Precisamente por esto vale la pena recordar que, en sentido jurídico, la ciudadanía indica la pertenencia de un individuo a un Estado a través de los mecanismos reconocidos por sus leyes. Así, cada Estado otorga este estatus jurídico, junto con los derechos y deberes inherentes, a las personas que poseen su título, es decir, a sus ciudadanos. La aproximación sociológica a la ciudadanía, como ha señalado Luigi Ferrajoli,6 no puede dar cuenta de los diferentes procesos de exclusión que se han establecido en los ordenamientos jurídicos de diferentes épocas y lugares y, sobre todo, de la distinción fundamental entre ciudadanía (status civitatis) y personalidad o subjetividad jurídica (status personae). La evidencia del carácter discriminador de la ciudadanía se muestra en la distinción entre los derechos que son reconocidos a los individuos en cuanto personas y los derechos que se otorgan a las personas en cuanto ciudadanos. No digo que los estudios que se centran en los análisis de participación de la sociedad civil —con independencia de la seguridad jurídica que tengan los individuos que intervienen en dicha sociedad— no sean válidos, pero sí insistiré en que no son suficientes. No debemos confundir las prácticas sociales con los derechos y, todavía menos, pensar que aquellas pueden ser condición suficiente para formar parte de una sociedad y que, incluso, se podría prescindir de los derechos. Es cierto que las prácticas sociales pueden llegar a corregir los derechos, pero también sucede, como insiste Richard Sennett,7 de la manera inversa, y la corrección de la ley escrita puede ser la única forma de acabar con el desamparo al que son condenados aquellos sujetos privados de la ciudadanía del territorio en el que residen. La evidencia de la matriz excluyente que vertebra la ciudadanía en un sentido jurídico —que discrimina y establece una verdadera jerarquía entre los residentes de un Estado— debe tomarse, especialmente desde la filosofía política, con la gravedad que merece. Por eso, cualquier estudio que olvide, intencionalmente o no, que la protección de la vida depende de la inscripción en el orden jurídico está condenado al fracaso.

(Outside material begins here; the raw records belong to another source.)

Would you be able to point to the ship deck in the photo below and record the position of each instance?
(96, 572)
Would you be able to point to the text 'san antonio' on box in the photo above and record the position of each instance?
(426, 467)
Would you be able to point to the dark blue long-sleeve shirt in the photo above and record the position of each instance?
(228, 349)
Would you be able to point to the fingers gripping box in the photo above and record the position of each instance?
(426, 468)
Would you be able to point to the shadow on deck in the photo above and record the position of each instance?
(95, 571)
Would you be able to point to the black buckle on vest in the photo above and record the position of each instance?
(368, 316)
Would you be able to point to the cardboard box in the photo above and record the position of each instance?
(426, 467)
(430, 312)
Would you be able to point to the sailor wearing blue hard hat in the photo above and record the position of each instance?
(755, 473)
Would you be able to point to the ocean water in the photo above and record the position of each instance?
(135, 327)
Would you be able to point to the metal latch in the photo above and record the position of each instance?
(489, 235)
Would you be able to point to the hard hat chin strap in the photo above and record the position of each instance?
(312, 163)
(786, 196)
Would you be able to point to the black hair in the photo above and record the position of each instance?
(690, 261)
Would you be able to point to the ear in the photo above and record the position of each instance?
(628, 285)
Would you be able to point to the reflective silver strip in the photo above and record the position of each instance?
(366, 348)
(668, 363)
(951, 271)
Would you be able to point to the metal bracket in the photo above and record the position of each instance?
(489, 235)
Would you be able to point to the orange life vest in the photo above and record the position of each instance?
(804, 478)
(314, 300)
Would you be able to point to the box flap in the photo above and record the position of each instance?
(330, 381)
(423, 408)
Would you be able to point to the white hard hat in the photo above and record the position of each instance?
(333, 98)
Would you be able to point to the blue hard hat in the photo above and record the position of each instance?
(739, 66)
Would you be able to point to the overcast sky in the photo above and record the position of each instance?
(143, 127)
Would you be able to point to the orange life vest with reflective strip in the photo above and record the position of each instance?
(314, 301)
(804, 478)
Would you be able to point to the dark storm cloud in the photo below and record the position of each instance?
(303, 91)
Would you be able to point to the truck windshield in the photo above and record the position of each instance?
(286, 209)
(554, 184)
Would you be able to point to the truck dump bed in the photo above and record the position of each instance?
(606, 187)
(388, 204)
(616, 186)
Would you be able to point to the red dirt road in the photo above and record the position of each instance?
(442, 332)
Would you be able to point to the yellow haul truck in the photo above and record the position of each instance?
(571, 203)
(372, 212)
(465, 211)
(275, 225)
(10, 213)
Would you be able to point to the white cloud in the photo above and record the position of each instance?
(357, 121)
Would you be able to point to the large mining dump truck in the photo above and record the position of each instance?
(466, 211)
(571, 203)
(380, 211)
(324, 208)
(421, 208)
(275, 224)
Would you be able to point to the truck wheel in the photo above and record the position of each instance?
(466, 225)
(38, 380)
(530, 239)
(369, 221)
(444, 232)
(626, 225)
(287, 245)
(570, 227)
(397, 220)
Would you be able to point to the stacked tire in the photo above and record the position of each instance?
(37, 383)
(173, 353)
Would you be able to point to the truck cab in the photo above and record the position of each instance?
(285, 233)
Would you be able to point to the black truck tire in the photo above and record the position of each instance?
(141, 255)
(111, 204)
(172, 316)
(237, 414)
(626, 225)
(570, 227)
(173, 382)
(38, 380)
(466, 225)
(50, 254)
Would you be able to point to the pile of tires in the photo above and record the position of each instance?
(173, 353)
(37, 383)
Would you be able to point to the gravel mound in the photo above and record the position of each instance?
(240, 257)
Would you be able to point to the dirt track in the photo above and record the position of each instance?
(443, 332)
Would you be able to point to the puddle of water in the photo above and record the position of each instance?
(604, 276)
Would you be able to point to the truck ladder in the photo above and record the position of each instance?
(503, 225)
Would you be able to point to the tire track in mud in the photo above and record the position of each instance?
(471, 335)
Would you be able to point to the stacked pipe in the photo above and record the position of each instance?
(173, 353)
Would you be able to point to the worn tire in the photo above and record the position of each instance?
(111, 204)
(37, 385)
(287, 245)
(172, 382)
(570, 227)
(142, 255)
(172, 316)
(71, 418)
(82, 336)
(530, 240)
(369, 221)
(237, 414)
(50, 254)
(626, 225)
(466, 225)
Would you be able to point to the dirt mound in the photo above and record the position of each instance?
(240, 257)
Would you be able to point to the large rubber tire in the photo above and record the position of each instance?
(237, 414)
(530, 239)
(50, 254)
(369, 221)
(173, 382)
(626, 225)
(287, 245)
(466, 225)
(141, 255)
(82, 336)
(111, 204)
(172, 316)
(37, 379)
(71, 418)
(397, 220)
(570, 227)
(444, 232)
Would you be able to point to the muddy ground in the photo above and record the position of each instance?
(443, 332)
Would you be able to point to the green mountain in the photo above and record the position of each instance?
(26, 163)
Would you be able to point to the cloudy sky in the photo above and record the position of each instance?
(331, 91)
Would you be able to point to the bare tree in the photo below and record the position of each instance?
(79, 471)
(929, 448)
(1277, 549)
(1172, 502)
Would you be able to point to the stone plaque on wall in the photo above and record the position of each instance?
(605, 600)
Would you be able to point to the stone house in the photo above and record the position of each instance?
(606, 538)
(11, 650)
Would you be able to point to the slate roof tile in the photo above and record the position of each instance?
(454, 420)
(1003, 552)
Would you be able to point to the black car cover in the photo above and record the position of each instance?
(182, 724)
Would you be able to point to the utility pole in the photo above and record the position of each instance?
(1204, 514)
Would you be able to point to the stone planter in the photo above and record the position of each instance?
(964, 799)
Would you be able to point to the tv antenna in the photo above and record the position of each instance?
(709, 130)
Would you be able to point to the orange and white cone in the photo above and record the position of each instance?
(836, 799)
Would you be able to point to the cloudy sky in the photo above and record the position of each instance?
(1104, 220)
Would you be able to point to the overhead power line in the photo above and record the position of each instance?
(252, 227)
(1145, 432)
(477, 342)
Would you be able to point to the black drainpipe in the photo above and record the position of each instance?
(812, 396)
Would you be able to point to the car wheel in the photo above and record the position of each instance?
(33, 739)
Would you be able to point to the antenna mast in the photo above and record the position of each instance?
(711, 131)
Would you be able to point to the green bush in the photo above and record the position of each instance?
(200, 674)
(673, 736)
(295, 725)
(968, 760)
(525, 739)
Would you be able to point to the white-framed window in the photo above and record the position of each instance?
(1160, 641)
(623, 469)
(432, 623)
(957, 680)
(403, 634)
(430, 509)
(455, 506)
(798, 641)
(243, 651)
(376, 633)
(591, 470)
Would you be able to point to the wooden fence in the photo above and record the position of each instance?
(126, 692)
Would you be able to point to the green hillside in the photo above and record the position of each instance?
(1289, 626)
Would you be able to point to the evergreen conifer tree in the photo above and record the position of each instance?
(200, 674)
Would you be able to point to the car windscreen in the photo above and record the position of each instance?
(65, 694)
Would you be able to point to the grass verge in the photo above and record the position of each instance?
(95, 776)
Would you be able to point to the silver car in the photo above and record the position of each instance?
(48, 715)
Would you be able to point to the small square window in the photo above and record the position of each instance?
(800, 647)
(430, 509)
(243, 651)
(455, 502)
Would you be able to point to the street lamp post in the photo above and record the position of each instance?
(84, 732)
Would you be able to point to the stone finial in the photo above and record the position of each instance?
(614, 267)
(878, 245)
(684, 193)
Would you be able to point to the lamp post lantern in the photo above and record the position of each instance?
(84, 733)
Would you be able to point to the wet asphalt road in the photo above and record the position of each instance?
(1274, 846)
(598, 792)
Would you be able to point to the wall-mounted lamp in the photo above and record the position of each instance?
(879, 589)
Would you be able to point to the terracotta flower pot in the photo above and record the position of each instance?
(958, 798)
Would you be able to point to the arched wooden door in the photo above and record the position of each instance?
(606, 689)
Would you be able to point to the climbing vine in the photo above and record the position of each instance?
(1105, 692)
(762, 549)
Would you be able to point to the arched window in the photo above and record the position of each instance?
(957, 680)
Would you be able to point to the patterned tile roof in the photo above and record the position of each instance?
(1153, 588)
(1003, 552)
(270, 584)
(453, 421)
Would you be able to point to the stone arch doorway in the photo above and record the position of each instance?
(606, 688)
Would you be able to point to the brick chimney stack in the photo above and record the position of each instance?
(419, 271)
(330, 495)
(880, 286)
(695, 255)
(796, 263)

Además, los Estados, como territorios delimitados con instituciones jurídico-políticas propias, también precisan de relatos para producir y reproducir un ordenamiento simbólico sobre el que construir un sentimiento de pertenencia y, así, convertirse en Estados nación. Dice Étienne Balibar, siguiendo a Émile Durkheim, que para que el Estado pueda adoptar la forma de un Estado nación necesita apropiarse de lo sagrado, no solo con las representaciones de una soberanía más o menos laicista, sino, sobre todo, «en el nivel cotidiano de la legitimación, es decir, del control de nacimientos, de muertes, etc.».8 El dispositivo de la ciudadanía cumple ambas funciones: es una formulación jurídica que distingue entre los residentes «legítimos» y los «extraños» y, a la vez, es un productor de legitimidad simbólica de los primeros sobre los segundos que se extiende más allá del plano jurídico. Pensar lo contrario, a saber, que la ciudadanía cumple exclusivamente una función jurídica, sería, en el mejor de los casos, terriblemente ingenuo.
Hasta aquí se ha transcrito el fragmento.